Selon M. Draghi, à moins que des mesures ne soient prises pour améliorer la productivité, l’Europe connaîtra probablement un déclin lent, mais inexorable. Et c’est là que réside le problème. Dans le passé, il a fallu des crises profondes pour que l’Europe s’unisse, surmonte le statu quo et agisse avec audace. Confrontée à la pandémie, l’UE a contracté des emprunts conjoints à grande échelle pour financer son fonds de relance de 750 G€, une première pour l’union. L’invasion de l’Ukraine par la Russie a fait naître une solidarité plus forte et suscité une coopération plus étroite entre les États membres de l’UE pour gérer les enjeux de sécurité.
Le problème est qu’une perte graduelle de compétitivité n’est pas un choc sismique. L’urgence et la gravité immédiate pourraient ne pas inciter les gouvernements nationaux à prendre les mesures radicales et ambitieuses qui sont nécessaires.

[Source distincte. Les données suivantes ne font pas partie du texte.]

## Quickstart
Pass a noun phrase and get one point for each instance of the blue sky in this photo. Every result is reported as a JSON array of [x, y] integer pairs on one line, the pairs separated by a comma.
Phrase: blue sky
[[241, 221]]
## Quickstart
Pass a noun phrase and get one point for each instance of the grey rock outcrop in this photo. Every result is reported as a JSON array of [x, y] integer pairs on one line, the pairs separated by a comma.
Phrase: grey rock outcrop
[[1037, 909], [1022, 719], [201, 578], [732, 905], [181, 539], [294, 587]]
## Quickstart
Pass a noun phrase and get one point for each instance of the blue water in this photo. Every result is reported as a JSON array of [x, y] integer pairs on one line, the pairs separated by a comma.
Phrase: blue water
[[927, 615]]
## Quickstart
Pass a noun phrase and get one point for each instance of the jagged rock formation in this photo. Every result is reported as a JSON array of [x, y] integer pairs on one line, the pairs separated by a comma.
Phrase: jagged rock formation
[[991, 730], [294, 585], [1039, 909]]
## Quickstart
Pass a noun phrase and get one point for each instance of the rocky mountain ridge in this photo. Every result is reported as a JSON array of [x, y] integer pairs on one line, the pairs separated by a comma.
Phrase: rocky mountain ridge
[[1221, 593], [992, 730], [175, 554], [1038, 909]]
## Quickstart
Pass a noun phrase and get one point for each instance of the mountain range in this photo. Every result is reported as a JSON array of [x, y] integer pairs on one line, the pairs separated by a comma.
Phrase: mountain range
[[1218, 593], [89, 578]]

On espère que la chef récemment réélue de la Commission européenne, Ursula von der Leyen, et ses commissaires avaliseront le rapport comme programme économique. Après tout, c’est la Commission européenne, en tant qu’organe exécutif de l’UE, qui a demandé ce rapport. Les mandats de cinq ans au sein de l’institution pourraient permettre la mise en œuvre d’au moins certaines des mesures proposées. Si les propositions de M. Draghi peuvent sembler inintéressantes aux yeux de certains gouvernements en raison des pertes potentielles de souveraineté nationale, de nombreux pays ont accepté de céder une partie de leur autonomie lorsque le marché unique a été établi il y a des décennies, une décision qui a porté ses fruits. Dans ce contexte, nous croyons que la récente augmentation à 21 % de la participation de la banque italienne UniCredit dans l’Allemande Commerzbank pourrait signaler le début d’une nouvelle ère de consolidation dans le secteur bancaire.

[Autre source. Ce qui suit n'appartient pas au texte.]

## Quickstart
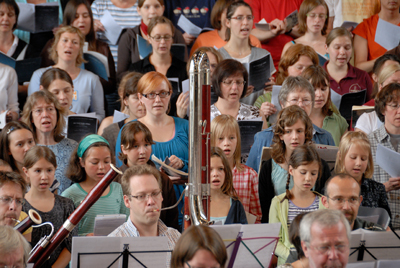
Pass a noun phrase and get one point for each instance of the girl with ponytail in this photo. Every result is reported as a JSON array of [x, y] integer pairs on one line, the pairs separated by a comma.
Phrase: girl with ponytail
[[304, 166]]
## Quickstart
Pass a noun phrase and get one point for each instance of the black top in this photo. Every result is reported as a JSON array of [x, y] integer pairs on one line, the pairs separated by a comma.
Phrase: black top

Conséquences pour les placements
Le marché boursier européen n’est pas représentatif de l’économie européenne et a considérablement évolué au cours de la dernière décennie. Aujourd’hui, une plus grande proportion des revenus des entreprises européennes proviennent de l’extérieur de la région plutôt que l’intérieur. Nous croyons que ces changements structurels et la nature cyclique du marché boursier européen l’incitent à privilégier une sélection active des titres plutôt qu’une approche passive.
Compte tenu des difficultés intérieures de la région, nous préconisons depuis longtemps de mettre l’accent sur les sociétés européennes de premier plan qui profitent des tendances structurelles mondiales et les propulsent. Par exemple, mentionnons les sociétés qui se concentrent sur des créneaux essentiels pour l’avenir de l’économie mondiale ou qui sont à l’avant-garde de la prestation de solutions novatrices pour relever les défis de développement durable.
L’Europe abrite de nombreuses entreprises qui fournissent des équipements et des solutions qui seront nécessaires pendant ce qui sera, selon nous, un super cycle pluriannuel d’importantes dépenses en immobilisations attribuables aux tendances structurelles, comme l’électrification, la relocalisation et la transformation numérique, y compris l’IA. Nous voyons des occasions intéressantes à long terme dans des créneaux comme le matériel de fabrication de semi-conducteurs, le génie électrique et mécanique et les gaz industriels. De plus, les secteurs et entreprises cycliques exposés à la Chine, qui ont inscrit des rendements nettement inférieurs ces derniers temps, pourraient être favorisés si les mesures de relance monétaires récemment annoncées par la Chine sont suivies d’un soutien budgétaire additionnel.
Par ailleurs, nous pensons toujours qu’il existe plusieurs occasions de placement intéressantes dans le secteur européen des soins de santé, ainsi que, de façon sélective, dans les biens de consommation et les produits de luxe, ainsi que dans le secteur de la finance.